Leadership is closely related to patient care since nurses interact with patients and colleagues. Based on Larson and Sahlsen’s study ‘The Staff Nurture Clinical Pioneer at the Bedside: Swedish Enrolled Nurses’ Perceptions,’ this research considers five clear categories RNs utilize to depict leadership in patient care. Larson and Sahlsen (2016) state that showing clinical skill is the primary clear category. The capacity to carry out clinical assignments and relentlessly improve the empowerment of others using reasonable reflection are two qualities considered fundamental for a competent pioneer. Adequate clinical information is vital for both ideas. My encounter and the article’s distinguishing proof of two concepts inform my approach to connecting with other medical attendants; I do this by routinely inquiring about relevant questions that energize thought beyond just giving the proper response. The paper’s other descriptive categories include making the environment conducive to participation, deliberately organizing assignments, and fitting hands-on work with patients in conjunction with established prerequisites (Larson and Sahlsen, 2016). Each of the three distinguished descriptive categories is interrelated. It calls for medical caretakers to have abilities past that of a traditional nurse to cultivate cooperation and make nursing more appropriate within the real world. For my part, I am capable of coordinating efforts between medical attendants and patients, and I utilize my capacities in standardizing transformation and cooperation to ensure that, beyond any doubt, everything goes well. Keeping tabs on how your colleagues carry out their occupations is the last kind of description. One way to develop one’s career is to incorporate new ideas from others. I can form a distinction in my current work by picking up new skills from my colleagues. The article illustrates genuine and precise leadership by using descriptive categories. This article presents a crucial case for patient care leadership by integrating intellectual, social, and psychological components to attain all patient care standards.

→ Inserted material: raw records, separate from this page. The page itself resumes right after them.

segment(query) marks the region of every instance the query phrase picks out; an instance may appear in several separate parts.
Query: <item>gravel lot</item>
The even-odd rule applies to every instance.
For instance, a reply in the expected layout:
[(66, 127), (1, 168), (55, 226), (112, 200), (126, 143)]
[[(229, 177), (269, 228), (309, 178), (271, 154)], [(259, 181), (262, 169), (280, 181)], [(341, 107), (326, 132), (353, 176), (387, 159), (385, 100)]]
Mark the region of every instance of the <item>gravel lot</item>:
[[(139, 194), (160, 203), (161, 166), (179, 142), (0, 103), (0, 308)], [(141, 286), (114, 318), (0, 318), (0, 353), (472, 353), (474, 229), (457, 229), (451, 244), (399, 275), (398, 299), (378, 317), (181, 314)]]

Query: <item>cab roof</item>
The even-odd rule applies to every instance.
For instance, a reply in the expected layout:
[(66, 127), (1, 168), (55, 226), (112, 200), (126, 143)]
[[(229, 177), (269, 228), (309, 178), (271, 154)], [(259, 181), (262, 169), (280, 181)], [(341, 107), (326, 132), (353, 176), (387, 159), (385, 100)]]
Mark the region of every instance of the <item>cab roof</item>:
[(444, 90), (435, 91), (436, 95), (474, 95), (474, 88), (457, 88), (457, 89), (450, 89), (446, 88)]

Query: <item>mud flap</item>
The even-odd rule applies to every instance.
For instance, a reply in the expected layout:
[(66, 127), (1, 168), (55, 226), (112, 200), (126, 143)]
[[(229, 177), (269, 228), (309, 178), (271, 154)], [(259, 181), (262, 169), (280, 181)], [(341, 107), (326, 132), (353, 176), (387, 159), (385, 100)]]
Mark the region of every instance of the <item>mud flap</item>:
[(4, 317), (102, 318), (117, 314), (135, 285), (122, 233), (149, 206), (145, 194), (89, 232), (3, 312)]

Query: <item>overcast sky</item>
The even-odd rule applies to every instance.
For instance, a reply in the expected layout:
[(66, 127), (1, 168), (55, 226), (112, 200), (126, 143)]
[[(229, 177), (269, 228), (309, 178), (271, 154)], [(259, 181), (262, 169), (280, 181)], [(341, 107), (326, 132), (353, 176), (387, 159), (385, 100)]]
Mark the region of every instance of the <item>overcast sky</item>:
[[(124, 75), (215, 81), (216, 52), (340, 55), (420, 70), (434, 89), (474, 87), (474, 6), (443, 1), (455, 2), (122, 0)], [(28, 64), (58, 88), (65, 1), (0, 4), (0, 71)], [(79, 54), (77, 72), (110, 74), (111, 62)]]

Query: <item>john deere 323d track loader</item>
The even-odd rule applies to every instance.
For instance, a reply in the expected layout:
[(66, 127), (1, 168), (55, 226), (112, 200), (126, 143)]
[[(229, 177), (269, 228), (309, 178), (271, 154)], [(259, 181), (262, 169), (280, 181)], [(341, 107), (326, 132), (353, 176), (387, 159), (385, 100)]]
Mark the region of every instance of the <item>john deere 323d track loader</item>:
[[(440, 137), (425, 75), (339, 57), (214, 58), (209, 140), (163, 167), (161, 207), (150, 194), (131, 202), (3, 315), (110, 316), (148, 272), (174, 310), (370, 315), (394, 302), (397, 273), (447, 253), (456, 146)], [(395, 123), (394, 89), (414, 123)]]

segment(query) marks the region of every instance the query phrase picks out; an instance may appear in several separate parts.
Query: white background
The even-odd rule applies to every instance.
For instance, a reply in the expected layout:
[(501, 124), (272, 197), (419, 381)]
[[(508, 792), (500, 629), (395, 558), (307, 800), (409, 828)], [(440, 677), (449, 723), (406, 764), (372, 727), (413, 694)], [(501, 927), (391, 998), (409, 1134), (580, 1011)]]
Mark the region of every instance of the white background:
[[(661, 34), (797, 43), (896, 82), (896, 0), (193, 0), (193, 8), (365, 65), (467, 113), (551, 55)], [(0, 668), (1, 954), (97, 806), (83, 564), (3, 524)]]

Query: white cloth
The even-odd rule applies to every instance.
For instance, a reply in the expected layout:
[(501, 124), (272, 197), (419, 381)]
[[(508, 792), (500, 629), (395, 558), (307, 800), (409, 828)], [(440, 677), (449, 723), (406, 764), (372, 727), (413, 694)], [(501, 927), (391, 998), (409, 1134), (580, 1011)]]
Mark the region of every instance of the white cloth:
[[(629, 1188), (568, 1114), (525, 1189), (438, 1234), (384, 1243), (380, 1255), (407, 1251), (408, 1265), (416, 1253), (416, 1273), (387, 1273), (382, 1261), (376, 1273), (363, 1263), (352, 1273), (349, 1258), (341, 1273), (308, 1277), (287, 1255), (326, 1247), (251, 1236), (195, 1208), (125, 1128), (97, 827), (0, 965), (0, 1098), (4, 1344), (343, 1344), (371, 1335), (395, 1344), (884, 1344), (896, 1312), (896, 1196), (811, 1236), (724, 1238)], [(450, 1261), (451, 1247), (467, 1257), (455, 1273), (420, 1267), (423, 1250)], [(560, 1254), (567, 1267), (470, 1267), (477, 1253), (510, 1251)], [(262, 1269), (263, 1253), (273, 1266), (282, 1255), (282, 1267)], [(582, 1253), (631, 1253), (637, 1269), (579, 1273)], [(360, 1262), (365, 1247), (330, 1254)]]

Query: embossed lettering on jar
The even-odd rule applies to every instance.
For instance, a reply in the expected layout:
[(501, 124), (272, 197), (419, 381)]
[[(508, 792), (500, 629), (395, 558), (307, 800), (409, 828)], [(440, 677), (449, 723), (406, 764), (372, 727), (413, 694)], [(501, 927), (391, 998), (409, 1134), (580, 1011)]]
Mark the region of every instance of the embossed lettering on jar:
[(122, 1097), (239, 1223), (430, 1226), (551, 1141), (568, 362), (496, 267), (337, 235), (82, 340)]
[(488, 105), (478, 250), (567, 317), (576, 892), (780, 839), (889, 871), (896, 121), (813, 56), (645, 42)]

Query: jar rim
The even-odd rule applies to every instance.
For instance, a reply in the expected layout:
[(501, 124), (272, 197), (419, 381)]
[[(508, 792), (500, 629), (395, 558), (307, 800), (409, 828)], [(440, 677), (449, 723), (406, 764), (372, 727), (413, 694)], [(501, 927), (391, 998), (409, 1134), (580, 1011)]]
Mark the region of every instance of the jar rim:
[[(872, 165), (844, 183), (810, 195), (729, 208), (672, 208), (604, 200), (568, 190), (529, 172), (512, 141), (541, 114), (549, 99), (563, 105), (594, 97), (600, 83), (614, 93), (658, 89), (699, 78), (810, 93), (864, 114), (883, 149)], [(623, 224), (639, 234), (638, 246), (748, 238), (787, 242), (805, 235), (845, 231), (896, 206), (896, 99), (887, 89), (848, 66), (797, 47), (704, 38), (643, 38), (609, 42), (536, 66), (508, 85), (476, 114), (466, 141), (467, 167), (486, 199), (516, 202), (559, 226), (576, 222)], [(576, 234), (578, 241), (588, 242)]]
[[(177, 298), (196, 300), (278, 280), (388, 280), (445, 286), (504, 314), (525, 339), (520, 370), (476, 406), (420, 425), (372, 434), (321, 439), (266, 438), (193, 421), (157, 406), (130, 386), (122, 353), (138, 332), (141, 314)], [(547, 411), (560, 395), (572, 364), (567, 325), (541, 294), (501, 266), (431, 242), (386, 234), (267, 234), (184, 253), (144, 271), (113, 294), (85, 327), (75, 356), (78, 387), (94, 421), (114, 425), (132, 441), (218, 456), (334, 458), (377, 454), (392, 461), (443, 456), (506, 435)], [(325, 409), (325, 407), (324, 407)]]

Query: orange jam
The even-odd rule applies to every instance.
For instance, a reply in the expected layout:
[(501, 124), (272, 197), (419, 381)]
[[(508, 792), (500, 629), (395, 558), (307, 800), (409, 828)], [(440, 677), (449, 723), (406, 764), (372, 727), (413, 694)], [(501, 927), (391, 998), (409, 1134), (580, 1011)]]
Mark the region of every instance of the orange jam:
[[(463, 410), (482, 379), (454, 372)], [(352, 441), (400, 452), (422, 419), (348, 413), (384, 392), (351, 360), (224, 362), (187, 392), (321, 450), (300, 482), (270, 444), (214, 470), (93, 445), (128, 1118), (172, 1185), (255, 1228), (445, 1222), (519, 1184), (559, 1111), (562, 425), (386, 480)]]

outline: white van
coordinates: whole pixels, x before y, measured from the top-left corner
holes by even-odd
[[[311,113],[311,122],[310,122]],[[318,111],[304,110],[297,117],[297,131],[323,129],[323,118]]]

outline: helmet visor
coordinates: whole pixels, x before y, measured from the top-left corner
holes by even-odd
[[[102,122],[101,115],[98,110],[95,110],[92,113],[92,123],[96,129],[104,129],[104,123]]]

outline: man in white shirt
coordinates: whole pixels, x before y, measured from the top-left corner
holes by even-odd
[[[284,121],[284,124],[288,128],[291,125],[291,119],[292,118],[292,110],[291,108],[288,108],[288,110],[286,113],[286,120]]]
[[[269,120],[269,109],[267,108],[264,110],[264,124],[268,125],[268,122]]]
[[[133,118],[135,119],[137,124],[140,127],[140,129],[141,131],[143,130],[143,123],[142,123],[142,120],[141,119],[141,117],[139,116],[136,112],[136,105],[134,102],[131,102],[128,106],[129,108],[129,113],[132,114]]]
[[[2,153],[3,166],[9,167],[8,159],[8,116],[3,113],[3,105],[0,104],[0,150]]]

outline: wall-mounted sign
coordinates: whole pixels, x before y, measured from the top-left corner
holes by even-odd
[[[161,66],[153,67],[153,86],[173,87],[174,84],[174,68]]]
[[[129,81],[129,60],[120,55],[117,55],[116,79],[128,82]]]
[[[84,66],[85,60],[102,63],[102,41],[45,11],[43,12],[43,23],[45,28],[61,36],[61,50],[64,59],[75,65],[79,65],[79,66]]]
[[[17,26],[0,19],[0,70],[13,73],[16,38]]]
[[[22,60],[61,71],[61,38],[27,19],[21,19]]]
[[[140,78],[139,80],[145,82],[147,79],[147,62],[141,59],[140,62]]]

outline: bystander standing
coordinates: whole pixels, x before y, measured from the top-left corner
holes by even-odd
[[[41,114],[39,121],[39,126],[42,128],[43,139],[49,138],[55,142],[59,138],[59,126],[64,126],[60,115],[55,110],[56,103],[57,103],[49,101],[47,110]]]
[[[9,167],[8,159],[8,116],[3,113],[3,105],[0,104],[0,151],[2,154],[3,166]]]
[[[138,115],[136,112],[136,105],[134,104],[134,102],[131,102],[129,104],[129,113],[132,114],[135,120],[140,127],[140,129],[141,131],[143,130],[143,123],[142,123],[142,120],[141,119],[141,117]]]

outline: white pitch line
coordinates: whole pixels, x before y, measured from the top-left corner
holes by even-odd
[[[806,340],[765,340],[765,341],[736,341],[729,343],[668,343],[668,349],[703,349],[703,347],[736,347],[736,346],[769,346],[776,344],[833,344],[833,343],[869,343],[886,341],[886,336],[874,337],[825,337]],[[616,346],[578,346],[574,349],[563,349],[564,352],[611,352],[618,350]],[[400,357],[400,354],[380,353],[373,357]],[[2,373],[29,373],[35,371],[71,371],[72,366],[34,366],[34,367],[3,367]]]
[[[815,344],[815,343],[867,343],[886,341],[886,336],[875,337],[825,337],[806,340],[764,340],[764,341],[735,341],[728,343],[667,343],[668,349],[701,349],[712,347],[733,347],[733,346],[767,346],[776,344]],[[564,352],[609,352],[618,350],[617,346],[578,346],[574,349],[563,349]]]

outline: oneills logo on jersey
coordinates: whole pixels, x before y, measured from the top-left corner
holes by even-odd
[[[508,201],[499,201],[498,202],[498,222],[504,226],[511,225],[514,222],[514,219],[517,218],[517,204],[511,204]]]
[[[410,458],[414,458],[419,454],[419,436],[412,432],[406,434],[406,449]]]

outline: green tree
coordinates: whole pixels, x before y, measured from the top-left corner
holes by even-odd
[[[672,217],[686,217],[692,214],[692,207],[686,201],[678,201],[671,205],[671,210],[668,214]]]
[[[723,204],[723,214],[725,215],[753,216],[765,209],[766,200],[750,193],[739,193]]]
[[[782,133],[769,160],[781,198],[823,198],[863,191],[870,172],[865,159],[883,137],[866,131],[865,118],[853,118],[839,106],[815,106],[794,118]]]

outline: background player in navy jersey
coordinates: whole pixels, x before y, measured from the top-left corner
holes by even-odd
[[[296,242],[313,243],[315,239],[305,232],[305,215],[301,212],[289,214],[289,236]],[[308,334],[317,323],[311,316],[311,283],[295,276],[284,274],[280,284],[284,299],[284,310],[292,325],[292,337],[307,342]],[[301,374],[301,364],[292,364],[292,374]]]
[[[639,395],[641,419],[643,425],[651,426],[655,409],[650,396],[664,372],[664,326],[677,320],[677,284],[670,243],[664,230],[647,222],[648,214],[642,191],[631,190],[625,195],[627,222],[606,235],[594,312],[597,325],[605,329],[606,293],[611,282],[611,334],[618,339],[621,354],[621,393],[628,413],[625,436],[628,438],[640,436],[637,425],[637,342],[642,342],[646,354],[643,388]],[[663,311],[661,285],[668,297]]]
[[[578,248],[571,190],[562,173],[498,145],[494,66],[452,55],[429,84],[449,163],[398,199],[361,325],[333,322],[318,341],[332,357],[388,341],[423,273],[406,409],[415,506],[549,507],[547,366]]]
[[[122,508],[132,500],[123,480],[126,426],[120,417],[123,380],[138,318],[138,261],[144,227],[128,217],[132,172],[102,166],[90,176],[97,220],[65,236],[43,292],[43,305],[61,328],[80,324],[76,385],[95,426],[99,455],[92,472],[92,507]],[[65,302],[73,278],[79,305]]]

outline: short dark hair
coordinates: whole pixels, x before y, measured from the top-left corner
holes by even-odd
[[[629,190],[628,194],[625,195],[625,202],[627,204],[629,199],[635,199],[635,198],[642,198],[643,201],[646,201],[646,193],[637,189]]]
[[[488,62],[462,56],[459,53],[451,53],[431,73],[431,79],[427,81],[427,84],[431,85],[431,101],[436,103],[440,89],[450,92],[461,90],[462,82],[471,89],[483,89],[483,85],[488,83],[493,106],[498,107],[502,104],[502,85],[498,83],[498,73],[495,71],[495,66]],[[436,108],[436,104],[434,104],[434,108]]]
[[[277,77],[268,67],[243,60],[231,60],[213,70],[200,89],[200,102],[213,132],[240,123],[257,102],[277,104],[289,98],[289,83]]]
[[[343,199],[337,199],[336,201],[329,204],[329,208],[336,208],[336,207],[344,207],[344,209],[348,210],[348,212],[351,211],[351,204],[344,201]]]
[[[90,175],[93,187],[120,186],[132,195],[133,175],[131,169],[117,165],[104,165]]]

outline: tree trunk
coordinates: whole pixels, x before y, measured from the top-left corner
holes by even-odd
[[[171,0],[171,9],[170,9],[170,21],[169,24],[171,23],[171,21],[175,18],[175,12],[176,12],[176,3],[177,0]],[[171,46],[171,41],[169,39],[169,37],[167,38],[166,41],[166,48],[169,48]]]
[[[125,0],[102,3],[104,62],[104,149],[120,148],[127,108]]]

According to Downey et al. (2011), good nursing care leadership should focus on information and incorporate social and psychological ideals. This is because healthcare is more than just knowing things. Possessing leadership skills is an essential component of becoming a nurse. In order to provide patients with the highest possible level of care, every nurse must have excellent leadership abilities in the continuum age. This is the case regardless of the nursing abilities that they possess (Murray et al., 2018). Based on my own experiences, I have always seen great nurse leaders use ideas from many different areas, such as therapy, to ensure their leadership styles work. After considering the question at the piece’s beginning, leadership is necessary to improve nursing and help nurses give better care to patients. Given my steadfast dedication to nursing, I consistently consider the patient’s wishes and hopes, as demonstrated by my past work. By taking this class, I hoped I would be able to learn the information and skills I need to care for people well and provide direction. In addition to that, I have picked up a lot of new information in this session that will assist me in providing prompt and satisfactory service to members of the community. My number one objective as a nurse has always been to make sure that a great deal of care is provided in order to save more lives. As a result of this, the training is necessary for the development of my professional job.
References
Downey, M., Parslow, S., & Smart, M. (2011). The hidden treasure in nursing leadership: Informal leaders. Journal of nursing management, 19(4), 517-521.
Larsson, I. E., & Sahlsten, M. J. (2016). The staff nurse clinical leader at the bedside: Swedish registered nurses’ perceptions. Nursing research and practice, 2016.
Murray, M., Sundin, D., & Cope, V. (2018). The nexus of nursing leadership and a culture of safer patient care. Journal of clinical nursing, 27(5-6), 1287-1293.